CEB’s research found that internal champions receiving support on both the “personal value enhancement” and “business value enhancement” fronts were up to five times more likely to be motivated and active mobilizers. Rightly so, mobilizers can become concerned about the risk they are taking to be active, visible promoters, so they need to see the rewards of both business and personal impact as outweighing the associated risk and effort involved. For more info on mobilizers, we recommend the book, “The Challenger Customer.”

Even achieving strong consensus might not be enough. There are traditional Enterprise political hurdles that can be identified and overcome. Startups competing with entrenched incumbents (rarer in AI as an emerging category, but becoming more prevalent as software/SaaS providers add AI capabilities) often don’t fully understand the games that are played within these organizations. Cementing the mobilizers and proving the business benefits of any solution, let alone a new AI solution, is critical — entrepreneurs need to arm themselves to overcome the inertia and politics that play against them.

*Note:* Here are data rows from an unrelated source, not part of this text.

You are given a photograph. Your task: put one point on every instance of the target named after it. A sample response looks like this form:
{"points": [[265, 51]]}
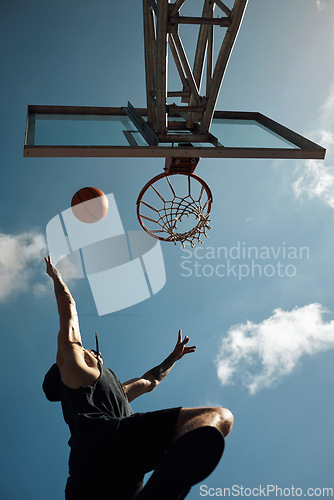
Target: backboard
{"points": [[75, 131]]}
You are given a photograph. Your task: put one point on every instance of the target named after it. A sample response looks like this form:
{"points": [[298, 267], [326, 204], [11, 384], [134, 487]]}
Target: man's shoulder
{"points": [[75, 372]]}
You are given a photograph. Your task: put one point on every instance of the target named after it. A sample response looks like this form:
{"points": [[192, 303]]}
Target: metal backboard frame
{"points": [[139, 140]]}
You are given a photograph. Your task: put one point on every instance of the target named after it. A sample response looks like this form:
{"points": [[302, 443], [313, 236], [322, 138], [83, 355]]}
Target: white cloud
{"points": [[259, 355], [317, 176], [321, 4], [18, 254]]}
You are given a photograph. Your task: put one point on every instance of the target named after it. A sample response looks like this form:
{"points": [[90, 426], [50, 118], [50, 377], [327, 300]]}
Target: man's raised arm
{"points": [[69, 333], [138, 386]]}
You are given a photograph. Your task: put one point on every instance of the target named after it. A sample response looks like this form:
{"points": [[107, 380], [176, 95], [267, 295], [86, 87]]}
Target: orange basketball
{"points": [[89, 205]]}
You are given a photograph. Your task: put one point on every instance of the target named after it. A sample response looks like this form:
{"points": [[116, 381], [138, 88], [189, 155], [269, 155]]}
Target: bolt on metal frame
{"points": [[161, 28]]}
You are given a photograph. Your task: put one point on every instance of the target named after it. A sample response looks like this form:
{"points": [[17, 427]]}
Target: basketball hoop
{"points": [[171, 217]]}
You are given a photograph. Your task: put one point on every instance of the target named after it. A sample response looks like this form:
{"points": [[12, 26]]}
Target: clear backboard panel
{"points": [[72, 131]]}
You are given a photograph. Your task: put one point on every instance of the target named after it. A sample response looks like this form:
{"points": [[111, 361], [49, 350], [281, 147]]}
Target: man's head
{"points": [[93, 353]]}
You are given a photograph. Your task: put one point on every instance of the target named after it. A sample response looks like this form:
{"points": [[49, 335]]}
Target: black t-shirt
{"points": [[93, 413]]}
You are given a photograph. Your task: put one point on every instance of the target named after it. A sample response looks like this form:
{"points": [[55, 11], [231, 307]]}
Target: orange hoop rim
{"points": [[161, 176]]}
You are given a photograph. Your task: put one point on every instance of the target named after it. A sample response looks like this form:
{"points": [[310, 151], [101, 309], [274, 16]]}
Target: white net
{"points": [[182, 217]]}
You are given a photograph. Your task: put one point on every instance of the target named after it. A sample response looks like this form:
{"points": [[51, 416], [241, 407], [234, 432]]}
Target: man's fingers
{"points": [[180, 336]]}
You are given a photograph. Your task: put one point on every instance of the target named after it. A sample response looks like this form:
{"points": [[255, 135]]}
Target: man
{"points": [[111, 447]]}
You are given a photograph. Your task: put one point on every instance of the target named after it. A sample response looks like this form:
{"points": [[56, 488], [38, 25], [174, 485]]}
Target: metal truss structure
{"points": [[162, 20]]}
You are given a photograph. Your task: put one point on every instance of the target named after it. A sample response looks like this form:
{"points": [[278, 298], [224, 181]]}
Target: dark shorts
{"points": [[120, 461]]}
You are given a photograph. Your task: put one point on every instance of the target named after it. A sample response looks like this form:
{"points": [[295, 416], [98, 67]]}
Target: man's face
{"points": [[90, 354], [97, 355]]}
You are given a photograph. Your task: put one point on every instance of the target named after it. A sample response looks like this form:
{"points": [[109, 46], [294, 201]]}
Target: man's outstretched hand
{"points": [[181, 349]]}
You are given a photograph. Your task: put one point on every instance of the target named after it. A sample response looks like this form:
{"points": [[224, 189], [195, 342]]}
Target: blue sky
{"points": [[265, 343]]}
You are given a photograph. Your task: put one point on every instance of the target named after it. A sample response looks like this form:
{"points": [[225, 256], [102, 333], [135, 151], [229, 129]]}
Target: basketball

Connection — Build Both Rational and Emotional Commitment to a Common Solution

The starting point in reducing complexity and building consensus is to identify common ground or connection among stakeholders. If you are selling AI-focused solutions you will encounter at least the CIO, the CFO, a business unit leader or leaders, and the procurement team, who all have overlapping, though distinct and sometimes conflicting, interests. Helping those stakeholders connect the dots between their shared interests will set the stage for lower complexity and higher consensus and make it easier and less risky for mobilizers to advocate on your behalf. We see successful AI leaders taking a couple of powerful approaches that help teams see what unites versus divides them.

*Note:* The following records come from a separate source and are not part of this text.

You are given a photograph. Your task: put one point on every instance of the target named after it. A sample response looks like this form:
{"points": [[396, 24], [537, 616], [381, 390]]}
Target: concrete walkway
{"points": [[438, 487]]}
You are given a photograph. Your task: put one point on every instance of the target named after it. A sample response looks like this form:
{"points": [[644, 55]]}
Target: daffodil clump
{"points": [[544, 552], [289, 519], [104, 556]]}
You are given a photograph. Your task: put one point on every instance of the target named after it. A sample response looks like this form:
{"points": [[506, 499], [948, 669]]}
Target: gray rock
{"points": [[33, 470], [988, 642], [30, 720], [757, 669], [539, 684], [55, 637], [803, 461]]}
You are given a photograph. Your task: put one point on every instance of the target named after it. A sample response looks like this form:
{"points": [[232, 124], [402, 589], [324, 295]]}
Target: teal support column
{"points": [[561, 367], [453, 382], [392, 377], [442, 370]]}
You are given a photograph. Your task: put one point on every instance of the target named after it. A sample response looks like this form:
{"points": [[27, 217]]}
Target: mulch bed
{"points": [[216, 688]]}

  1. Creating Common Language and Brand — Leaders get teams aligned around definitions and language that create both common meaning and excitement around the AI solution. We have seen AI sales leaders create really dynamic project branding and messaging that speaks deeply to the company’s unique problem and solution and gets people excited and motivated to move forward. This connection between building both a rational and emotional commitment to the proposed solution is potentially much more powerful than either one on its own.
  2. Delivering Collaborative Learning — Helping leaders and their teams understand what AI can do for their business by learning together. One leading company provides an AI maturity model assessment that helps companies understand their readiness to pursue AI solutions across people, process, and technologies. Another offers a one-day leadership team AI workshop and tools, such as a configurable ROI model or starter business case to help them develop them collaborative learning working through the specifics.

Selling technology solutions, particularly those that are AI-based, in competitive markets is always challenging. Companies proactively managing the perception and reality around complexity, increase buying group consensus, and build buyer connections are winning more, larger-sized and longer-term deals in the market. There is a real opportunity for AI companies to up-level their go-to-market strategy and execution along these three dimensions, even matching the value of innovation present in their technology. As this occurs and the market matures, we expect to see even more compelling enterprise AI companies succeed.